[EM] Using gerrymandering to achive PR

Raph Frank raphfrk at gmail.com
Thu Sep 4 10:26:10 PDT 2008


On 9/4/08, Kristofer Munsterhjelm <km-elmet at broadpark.no> wrote:
>  By what law? Since I'm not American, I'm not familiar with the law, and
> thus I can't comment on whether this kind of indirect PR would be covered.

Warren covers it here
http://rangevoting.org/PropRep.html

I re-read what I said, and just to be clear, I meant that they can't
use PR for electing their Representatives for Congress.  They can
presumably use whatever means they want for the State legislatures.
In fact, perhaps, that might be a better (possible) first target.

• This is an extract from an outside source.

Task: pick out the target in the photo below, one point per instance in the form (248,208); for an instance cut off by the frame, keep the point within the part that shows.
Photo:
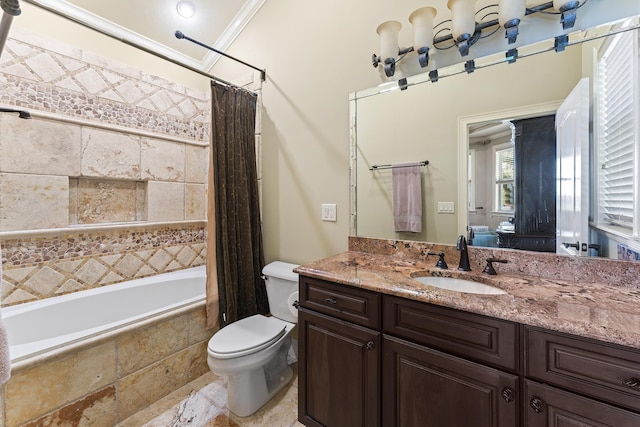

>  The result could easily become a
> bipartisan gerrymander, where the two parties reach agreement on border
> divisions that keep their incumbents in office. Better would be to use
> Iowa's solution, or to support PR on a local scale with an aim of
> overturning the law once people get familiar with PR.

This is why I was suggesting that each party must run 2 candidates in
any district it is assigned.  I think voters would be willing to vote
out an incumbent if the system is abused.  The incumbent (if he
controls nomination) would need to appoint a candidate who he can
beat, but not one who is obviously a poor choice.

Maybe they could have an approval election in each district.  Ballot
access for the approval election would be easy.  The top 2 most
approved candidates then get ballot access for the main election.  Is
that legal?  Would they also have to add a 'hard' way to get access?